World Health Organisation: Marking International Women’s Day [podcast transcript]

Veronica Riemer: Women are also facing discrimination in their opportunities for education. Bliss Temple from North Carolina in the USA, is a medical student who uses a wheelchair because of her disability. She talks to us about the challenges she has faced in taking forward her studies.

Bliss Temple: When I went to apply to medical school, because of my disability, I knew that it was unchartered territory. So I applied very widely to 28 different schools. About a third of them rejected me out of hand and said “you are too disabled; we won’t even consider your application”. It ended up that I did get accepted in several places and at the school that I chose, Duke University, I was the first person who was a wheelchair user. I think the first with what many people would classically think of as a disability; although there have been people with mental health problems.

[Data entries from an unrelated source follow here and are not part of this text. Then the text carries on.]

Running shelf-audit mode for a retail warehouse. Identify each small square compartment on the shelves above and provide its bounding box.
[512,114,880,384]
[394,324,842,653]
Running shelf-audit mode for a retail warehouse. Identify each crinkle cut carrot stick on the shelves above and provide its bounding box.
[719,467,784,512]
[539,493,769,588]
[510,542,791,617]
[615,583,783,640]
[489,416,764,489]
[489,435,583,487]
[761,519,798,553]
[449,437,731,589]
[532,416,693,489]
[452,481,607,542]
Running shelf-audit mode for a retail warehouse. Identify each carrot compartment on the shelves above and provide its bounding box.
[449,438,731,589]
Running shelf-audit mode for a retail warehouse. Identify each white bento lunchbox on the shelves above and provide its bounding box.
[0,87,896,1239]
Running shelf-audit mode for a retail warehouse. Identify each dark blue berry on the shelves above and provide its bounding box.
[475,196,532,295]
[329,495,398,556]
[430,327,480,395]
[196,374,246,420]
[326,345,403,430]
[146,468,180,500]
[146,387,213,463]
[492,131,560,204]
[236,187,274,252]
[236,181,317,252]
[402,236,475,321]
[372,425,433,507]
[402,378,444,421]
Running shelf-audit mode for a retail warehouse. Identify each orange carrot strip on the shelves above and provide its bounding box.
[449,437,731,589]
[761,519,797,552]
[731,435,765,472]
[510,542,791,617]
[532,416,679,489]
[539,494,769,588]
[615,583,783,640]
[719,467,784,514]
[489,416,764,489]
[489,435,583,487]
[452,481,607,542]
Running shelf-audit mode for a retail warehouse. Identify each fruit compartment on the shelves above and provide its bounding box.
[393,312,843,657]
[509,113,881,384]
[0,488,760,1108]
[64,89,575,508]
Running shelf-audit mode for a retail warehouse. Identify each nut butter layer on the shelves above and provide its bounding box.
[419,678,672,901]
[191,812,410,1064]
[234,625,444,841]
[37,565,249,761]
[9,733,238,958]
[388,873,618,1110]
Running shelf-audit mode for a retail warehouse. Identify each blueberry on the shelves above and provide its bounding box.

Veronica Riemer: Bliss tells us why it is important for persons with disabilities to be accepted for medical training.

Bliss Temple: The world of medicine can really use people with disabilities. We are health care consumers of course and it is really important that we have more providers that understand the experience of having a disability.

The Wichita Eagle: Disability advocates ask court to halt cuts

A petition filed Friday by InterHab, an association for developmental disability service providers, seeks a temporary restraining order and asks that $10 million cut by the [Kansas] governor and Legislature be returned.

The cuts mean services for Topeka advocate Nancy Spano’s daughter Heather have been greatly scaled back. Heather is 24, but health problems and severe developmental disabilities mean she functions more like a 5- or 8-year-old child. Spano said her daughter needs round-the-clock care and help with basic hygiene. After the cuts, Heather was left alone at night and had no staff for help on the weekends. She frequently called her parents at all hours of the night, frightened.